Weak constitution

25 Jun 09
PHILIP JOHNSTON | John Bercow’s election as Speaker has been seen as the triumph of the common man over the old Etonian. In reality, Parliament is in serious danger.

John Bercow’s election as Speaker has been seen as the triumph of the common man over the old Etonian. In reality, Parliament is in serious danger.

There was a time when to have been to Eton was a portal to power and influence. Now, attending the school that supplied 19 former prime ministers – and educated the man who might well be the next occupant of Number 10 – can be a handicap. In the contest to become the new Speaker of the House of Commons, the characteristics that most counted against Sir George Young would once have been considered advantages: he is an Old Etonian baronet who went to Christ Church, Oxford.

He was beaten to the post by the son of a taxi driver who went to Essex University. Leaving aside some of the political shenanigans that were going on (such as Labour MPs exacting revenge for the way Michael Martin was forced out) John Bercow was seen as the ‘modern’ candidate. His demotic antecedents were considered by many MPs to be more in keeping with twenty-first century Britain.

Furthermore, he is said to be emblematic of the wider reforms that are needed to rescue Parliament from the fusty institution it has remained, with its arcane language, men in tights and old-fashioned ways.

This, at any rate, is the narrative that surrounds the elevation of Bercow; and it is complete rubbish. His background is less privileged than Young’s but, measured against that of his predecessor, who grew up in a Glasgow tenement, it was positively middle class. Bercow does not represent a social advance, any more than Young, had he won, would have been a nineteenth century throwback.

But a dangerous conclusion is being drawn from the great scandal that has engulfed the Commons and was responsible for Bercow’s unlikely elevation. It is a growing belief that we should throw the constitutional baby out with the expenses bathwater. Gordon Brown has already set out an agenda for reform that involves scrapping the Act of Settlement, disestablishing the Church of England, opening up a debate about proportional representation for elections to the Commons and electing the House of Lords. Even if an argument can be made for one or all of these reforms, to tear down a constitutional edifice so painstakingly constructed over many centuries would be madness.

Brown does not have the mandate to pursue such a radical agenda; and there are signs that even though he survived the recent attempt to dislodge him, he will be gone by the end of the year – allowing a new leader time to prepare for an election next spring.

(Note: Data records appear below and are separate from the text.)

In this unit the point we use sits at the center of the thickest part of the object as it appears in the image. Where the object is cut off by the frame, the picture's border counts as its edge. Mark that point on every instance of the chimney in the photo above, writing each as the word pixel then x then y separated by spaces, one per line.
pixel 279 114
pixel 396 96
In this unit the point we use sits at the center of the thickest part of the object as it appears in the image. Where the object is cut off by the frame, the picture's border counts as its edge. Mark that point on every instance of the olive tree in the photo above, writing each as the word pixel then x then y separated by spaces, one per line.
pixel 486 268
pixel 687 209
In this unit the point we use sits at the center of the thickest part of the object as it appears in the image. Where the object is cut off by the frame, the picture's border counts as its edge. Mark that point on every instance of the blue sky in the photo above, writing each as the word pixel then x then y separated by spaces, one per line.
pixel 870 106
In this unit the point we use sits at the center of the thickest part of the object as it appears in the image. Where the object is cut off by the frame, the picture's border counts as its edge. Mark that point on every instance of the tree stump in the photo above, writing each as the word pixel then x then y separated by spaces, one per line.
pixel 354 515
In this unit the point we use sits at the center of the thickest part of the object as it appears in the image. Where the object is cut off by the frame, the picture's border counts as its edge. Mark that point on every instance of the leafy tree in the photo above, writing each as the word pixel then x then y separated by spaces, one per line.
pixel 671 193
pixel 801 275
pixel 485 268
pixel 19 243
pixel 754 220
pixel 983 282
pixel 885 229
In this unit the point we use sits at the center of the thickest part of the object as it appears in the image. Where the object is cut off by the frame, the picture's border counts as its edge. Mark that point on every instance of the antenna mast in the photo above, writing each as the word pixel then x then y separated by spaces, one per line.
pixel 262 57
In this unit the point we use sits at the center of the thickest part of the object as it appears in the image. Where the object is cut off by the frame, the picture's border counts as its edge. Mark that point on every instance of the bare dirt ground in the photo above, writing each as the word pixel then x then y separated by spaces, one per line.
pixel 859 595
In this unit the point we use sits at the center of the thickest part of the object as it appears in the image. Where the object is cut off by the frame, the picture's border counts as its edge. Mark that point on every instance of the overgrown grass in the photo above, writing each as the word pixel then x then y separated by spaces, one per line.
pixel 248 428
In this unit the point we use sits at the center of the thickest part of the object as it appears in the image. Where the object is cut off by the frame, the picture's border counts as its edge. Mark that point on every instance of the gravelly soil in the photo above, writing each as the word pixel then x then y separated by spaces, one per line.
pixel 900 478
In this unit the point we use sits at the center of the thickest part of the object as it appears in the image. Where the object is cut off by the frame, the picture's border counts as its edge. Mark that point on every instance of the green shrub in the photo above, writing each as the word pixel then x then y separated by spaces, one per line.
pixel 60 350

It is arguable that the modernising fetishism of New Labour is responsible for the mess in which the Commons now finds itself – which Peter Hennessy, the constitutional historian, has said will take ten years to repair. When Labour took office in 1997, the ‘family-friendly’ reforms changed the hours of sitting and curtailed the parliamentary week. The prime minister used to take questions twice a week but now does so only on a Wednesday. All legislation is timetabled, sometimes to the point where it is not scrutinised at all by MPs.

These might seem inconsequential points; but they add up to a diminution of the power of backbench MPs who increasingly regard themselves less as parliamentarians than as political hacks, a development encouraged by the animus on the Labour side against outside earnings.

The one constitutional change that is needed is to rein in the power of the Executive. And yet, for the first time since at least 1689, the Commons is surrendering the power to run its own financial affairs to an outside regulatory body, something guaranteed further to undermine its status and self-confidence.

The history of our parliamentary democracy is one of tension between the Executive – whether the monarch or the Cabinet – and Parliament. The balance has once again tipped too far towards the Executive and needs to be redressed. This does not require wholesale constitutional reform that risks entrenching the current weakness of the legislature.

If Speaker Bercow presides over the demise of an independent Parliament and the arrival of the full-time ‘modern’ professional MP, then the country may have wished the Commons had opted for the Old Etonian after all.